Many people ask me: Do I need to hook up all those negative pads?
The answer is that you need to hook up at least two, and sometimes, you might want to hook up something like a switch or a connector between them. If you know how electricity flow, just look at the circuit diagram and you can see why. However, if you don't know how electricity flows, here are a few simple rules:
There are two GND pads on the board, and you only need to hook up one of them. You can use the other one(s) to hook up buttons, bluetooth modules or other things that needs GND, or it can be spliced into the wires, either way is fine.
Proffieboards also have two BATT- pads, and for the most part it's fine to hook up only one of them. The only reason there are two is to handle high current better. Hooking up both means less resistance, less heat and better cooling performance.
BATT- and GND must be connected together while the board is on. Normally this is done by just hooking them up together. However, sometimes BATT- is hooked up directly to the battery, while GND goes through a switch, charge port or blade connector. Hooking it up this way means that the switch/port/connector doesn't have to transmit the high current that goes through BATT-. The board will automatically disable the FETs when GND is disconnected, which means that almost no current will leak through BATT- even though it is hooked up directly to the battery.

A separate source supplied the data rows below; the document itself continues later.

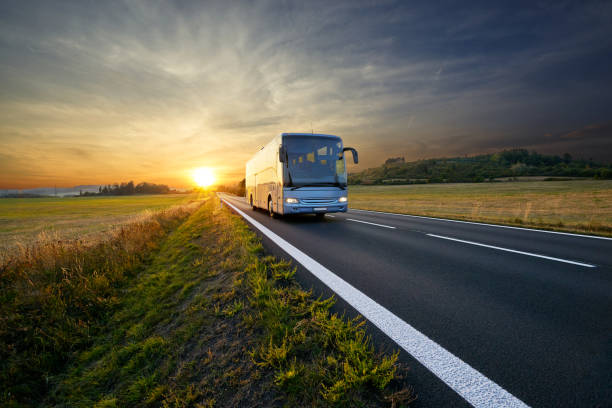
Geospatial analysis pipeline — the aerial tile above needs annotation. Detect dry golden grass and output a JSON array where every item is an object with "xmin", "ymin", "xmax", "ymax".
[
  {"xmin": 349, "ymin": 180, "xmax": 612, "ymax": 235},
  {"xmin": 0, "ymin": 202, "xmax": 206, "ymax": 406},
  {"xmin": 0, "ymin": 194, "xmax": 196, "ymax": 260}
]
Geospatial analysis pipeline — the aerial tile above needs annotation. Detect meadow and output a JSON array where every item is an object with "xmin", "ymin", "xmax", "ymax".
[
  {"xmin": 0, "ymin": 193, "xmax": 414, "ymax": 407},
  {"xmin": 0, "ymin": 194, "xmax": 195, "ymax": 259},
  {"xmin": 349, "ymin": 180, "xmax": 612, "ymax": 236}
]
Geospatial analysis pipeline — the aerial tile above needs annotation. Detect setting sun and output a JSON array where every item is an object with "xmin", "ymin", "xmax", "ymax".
[{"xmin": 193, "ymin": 167, "xmax": 215, "ymax": 187}]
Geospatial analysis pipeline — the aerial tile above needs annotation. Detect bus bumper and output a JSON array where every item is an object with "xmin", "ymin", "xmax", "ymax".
[{"xmin": 283, "ymin": 203, "xmax": 348, "ymax": 215}]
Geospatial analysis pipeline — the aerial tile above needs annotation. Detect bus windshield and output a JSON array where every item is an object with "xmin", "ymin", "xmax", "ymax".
[{"xmin": 283, "ymin": 136, "xmax": 346, "ymax": 187}]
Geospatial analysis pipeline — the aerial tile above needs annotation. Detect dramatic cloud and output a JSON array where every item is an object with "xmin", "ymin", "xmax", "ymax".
[{"xmin": 0, "ymin": 1, "xmax": 612, "ymax": 188}]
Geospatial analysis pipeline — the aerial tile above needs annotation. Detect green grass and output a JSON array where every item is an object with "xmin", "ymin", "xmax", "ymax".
[
  {"xmin": 0, "ymin": 194, "xmax": 195, "ymax": 252},
  {"xmin": 0, "ymin": 194, "xmax": 413, "ymax": 407},
  {"xmin": 349, "ymin": 180, "xmax": 612, "ymax": 236},
  {"xmin": 0, "ymin": 201, "xmax": 201, "ymax": 404}
]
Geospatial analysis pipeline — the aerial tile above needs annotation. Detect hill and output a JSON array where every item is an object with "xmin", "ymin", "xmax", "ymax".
[{"xmin": 349, "ymin": 149, "xmax": 612, "ymax": 184}]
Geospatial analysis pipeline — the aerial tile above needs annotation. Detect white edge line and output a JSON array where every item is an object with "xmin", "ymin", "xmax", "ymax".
[
  {"xmin": 347, "ymin": 218, "xmax": 397, "ymax": 229},
  {"xmin": 223, "ymin": 196, "xmax": 528, "ymax": 408},
  {"xmin": 426, "ymin": 234, "xmax": 596, "ymax": 268},
  {"xmin": 349, "ymin": 208, "xmax": 612, "ymax": 241}
]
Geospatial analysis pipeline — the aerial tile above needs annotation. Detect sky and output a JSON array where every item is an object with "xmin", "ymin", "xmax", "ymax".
[{"xmin": 0, "ymin": 0, "xmax": 612, "ymax": 189}]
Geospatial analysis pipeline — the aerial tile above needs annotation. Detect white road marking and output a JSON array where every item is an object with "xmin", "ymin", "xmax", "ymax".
[
  {"xmin": 347, "ymin": 218, "xmax": 397, "ymax": 229},
  {"xmin": 349, "ymin": 208, "xmax": 612, "ymax": 241},
  {"xmin": 427, "ymin": 234, "xmax": 595, "ymax": 268},
  {"xmin": 220, "ymin": 195, "xmax": 528, "ymax": 408}
]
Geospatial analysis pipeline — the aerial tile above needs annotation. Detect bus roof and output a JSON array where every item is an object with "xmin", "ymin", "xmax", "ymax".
[{"xmin": 281, "ymin": 132, "xmax": 340, "ymax": 139}]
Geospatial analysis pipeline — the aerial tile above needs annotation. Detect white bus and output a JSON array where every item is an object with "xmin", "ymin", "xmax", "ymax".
[{"xmin": 246, "ymin": 133, "xmax": 358, "ymax": 217}]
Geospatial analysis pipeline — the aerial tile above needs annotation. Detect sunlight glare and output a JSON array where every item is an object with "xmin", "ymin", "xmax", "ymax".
[{"xmin": 193, "ymin": 167, "xmax": 215, "ymax": 187}]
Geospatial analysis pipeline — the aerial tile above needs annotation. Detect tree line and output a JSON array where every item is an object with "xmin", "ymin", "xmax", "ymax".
[
  {"xmin": 79, "ymin": 181, "xmax": 177, "ymax": 196},
  {"xmin": 349, "ymin": 149, "xmax": 612, "ymax": 184}
]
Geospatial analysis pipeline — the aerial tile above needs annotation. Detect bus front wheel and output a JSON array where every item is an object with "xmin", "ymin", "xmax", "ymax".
[{"xmin": 268, "ymin": 197, "xmax": 276, "ymax": 218}]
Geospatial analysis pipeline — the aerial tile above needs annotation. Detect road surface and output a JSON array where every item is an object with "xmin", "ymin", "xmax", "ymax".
[{"xmin": 223, "ymin": 196, "xmax": 612, "ymax": 407}]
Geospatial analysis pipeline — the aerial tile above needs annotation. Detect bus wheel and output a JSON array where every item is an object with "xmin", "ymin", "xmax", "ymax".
[{"xmin": 268, "ymin": 197, "xmax": 275, "ymax": 218}]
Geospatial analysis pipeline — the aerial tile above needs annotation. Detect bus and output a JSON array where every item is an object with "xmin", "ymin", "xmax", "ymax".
[{"xmin": 245, "ymin": 133, "xmax": 359, "ymax": 217}]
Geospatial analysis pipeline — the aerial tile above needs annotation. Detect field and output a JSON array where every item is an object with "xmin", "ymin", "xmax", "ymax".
[
  {"xmin": 0, "ymin": 194, "xmax": 414, "ymax": 408},
  {"xmin": 0, "ymin": 194, "xmax": 194, "ymax": 258},
  {"xmin": 349, "ymin": 180, "xmax": 612, "ymax": 236}
]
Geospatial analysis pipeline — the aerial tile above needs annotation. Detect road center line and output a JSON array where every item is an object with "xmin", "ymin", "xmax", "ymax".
[
  {"xmin": 347, "ymin": 218, "xmax": 397, "ymax": 229},
  {"xmin": 427, "ymin": 234, "xmax": 595, "ymax": 268},
  {"xmin": 349, "ymin": 208, "xmax": 612, "ymax": 241},
  {"xmin": 223, "ymin": 199, "xmax": 527, "ymax": 408}
]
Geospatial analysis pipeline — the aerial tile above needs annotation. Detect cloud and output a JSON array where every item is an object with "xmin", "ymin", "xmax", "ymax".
[{"xmin": 0, "ymin": 1, "xmax": 612, "ymax": 186}]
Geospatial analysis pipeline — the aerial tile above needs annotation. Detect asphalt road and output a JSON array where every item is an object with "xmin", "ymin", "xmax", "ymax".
[{"xmin": 218, "ymin": 196, "xmax": 612, "ymax": 407}]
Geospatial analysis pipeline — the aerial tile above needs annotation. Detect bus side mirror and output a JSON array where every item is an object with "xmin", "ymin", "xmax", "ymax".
[
  {"xmin": 342, "ymin": 147, "xmax": 359, "ymax": 164},
  {"xmin": 278, "ymin": 146, "xmax": 287, "ymax": 163}
]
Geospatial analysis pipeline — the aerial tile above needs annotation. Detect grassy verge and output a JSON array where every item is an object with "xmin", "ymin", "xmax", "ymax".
[
  {"xmin": 40, "ymin": 200, "xmax": 412, "ymax": 407},
  {"xmin": 349, "ymin": 180, "xmax": 612, "ymax": 236},
  {"xmin": 0, "ymin": 201, "xmax": 201, "ymax": 406}
]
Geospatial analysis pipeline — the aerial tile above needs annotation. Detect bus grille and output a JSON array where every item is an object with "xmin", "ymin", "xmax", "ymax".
[{"xmin": 300, "ymin": 198, "xmax": 338, "ymax": 205}]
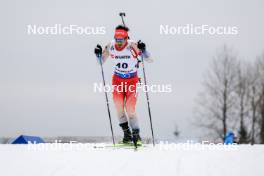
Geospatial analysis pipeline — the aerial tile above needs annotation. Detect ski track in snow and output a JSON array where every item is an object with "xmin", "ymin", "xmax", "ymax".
[{"xmin": 0, "ymin": 145, "xmax": 264, "ymax": 176}]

UPDATE: The pull-down resistors for the FET on TeensySaber and Proffieboards up to version 1.5 are hooked up to GND not BATT-, this means that the FETs will be left floating if GND is disconnected. Floating FETs can be either on or off or something in between, which is generally speaking not a good thing. If you disconnect GND on these boards, you must also disconnect BATT-, or the power to the LEDs. (Which is what happens if you use an 8-pin blade connector as shown in the wiring charts.)